STAR CITY, MOSCOW REGION, June 7 (RIA Novosti) – Valentina Tereshkova, the first woman in space, said Friday that she disapproved of space tourists and would be prepared to leave retirement to undertake a one-way trip to Mars, her favorite planet.


Tereshkova, 76, was speaking ahead of the 50th anniversary of her June 16, 1963, blastoff, which propelled her into the record books and made her one of the Soviet Union’s most feted astronauts.


“Of course, it’s a dream to go to Mars and find out whether there was life there or not,” Tereshkova said. “If there was, then why did it die out? What sort of catastrophe happened?”


While she said that she thought the first manned flight to Mars would be a suicide trip, she volunteered to take part. “I am ready,” she said.


Tereshkova spent three days orbiting the Earth in 1963 and is one of only three female Russian astronauts to have taken part in a space mission, compared with over 50 of their counterparts in the United States.


Not all aspects of modern space flight are to Tereshkova’s taste.

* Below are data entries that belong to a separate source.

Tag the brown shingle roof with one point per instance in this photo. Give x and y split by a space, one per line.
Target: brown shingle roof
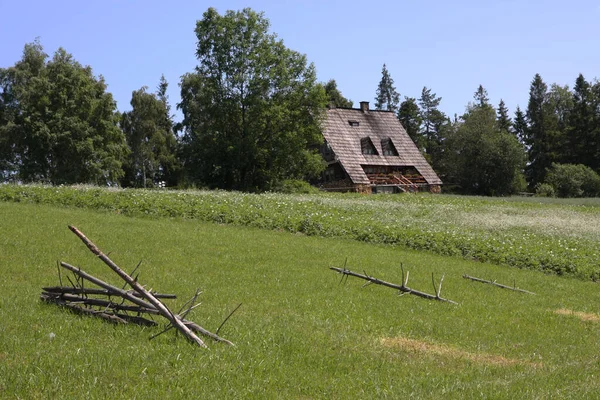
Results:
344 140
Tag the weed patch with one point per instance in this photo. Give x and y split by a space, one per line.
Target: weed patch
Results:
557 238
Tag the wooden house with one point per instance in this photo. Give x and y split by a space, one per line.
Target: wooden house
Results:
368 151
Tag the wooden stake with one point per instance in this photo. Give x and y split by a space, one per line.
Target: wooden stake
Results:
164 310
401 288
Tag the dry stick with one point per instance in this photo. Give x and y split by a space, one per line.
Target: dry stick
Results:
496 284
112 317
100 302
84 310
164 310
103 292
59 275
134 299
229 316
186 327
401 288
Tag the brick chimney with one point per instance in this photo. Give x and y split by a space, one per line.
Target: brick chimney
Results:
364 107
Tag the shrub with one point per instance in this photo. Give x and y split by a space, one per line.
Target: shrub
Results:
295 186
573 180
545 190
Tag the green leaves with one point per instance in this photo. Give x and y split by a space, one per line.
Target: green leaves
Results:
252 110
149 132
58 123
387 98
481 158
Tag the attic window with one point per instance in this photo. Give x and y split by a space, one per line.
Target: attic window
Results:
388 147
367 147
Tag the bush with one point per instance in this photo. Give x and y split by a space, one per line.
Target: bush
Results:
573 180
545 190
292 186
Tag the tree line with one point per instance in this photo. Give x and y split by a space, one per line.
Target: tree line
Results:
553 147
252 112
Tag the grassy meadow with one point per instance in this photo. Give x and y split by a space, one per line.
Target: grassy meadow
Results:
300 333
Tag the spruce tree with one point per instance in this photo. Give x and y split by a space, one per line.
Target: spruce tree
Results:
519 125
411 120
434 124
481 97
502 118
535 135
387 98
335 97
582 142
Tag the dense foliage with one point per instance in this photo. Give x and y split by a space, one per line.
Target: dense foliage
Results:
551 238
482 158
253 108
148 129
57 122
387 98
572 180
252 119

She said the privilege of going into space should be reserved for scientists and professional astronauts, and not be available to the highest bidder.


There have been eight space tourists since 2001, with each cosmic jaunt costing upward of $20 million.


“Only specialists should be making space flights because, while there have been a lot of flights and more than 50 astronauts, there is still a lot that hasn’t been studied,” Tereshkova said. “But if they [the people going into space] are specialists, if they can bring some use working aboard a spaceship, then be my guest.”


Tereshkova was part of a small team of women assembled by the Soviet authorities as potential astronauts in the wake of the first manned space flight by Yury Gagarin in 1961, but she was the only one who actually went into space. The next Russian woman to do so, Svetlana Savitskaya, blasted off 19 years later, in 1982.


Tereshkova, whose call sign was "Seagull," also revealed a secret about her pioneering space flight: that a technical error almost precipitated disaster when she was about to re-enter the Earth's atmosphere.


On landing, Tereshkova said she was approached by Sergei Korolyov, the father of the Soviet space program, who addressed her as "my little seagull" and begged her not to reveal the mistake.


"So I kept the secret for exactly 30 years," Tereshkova said.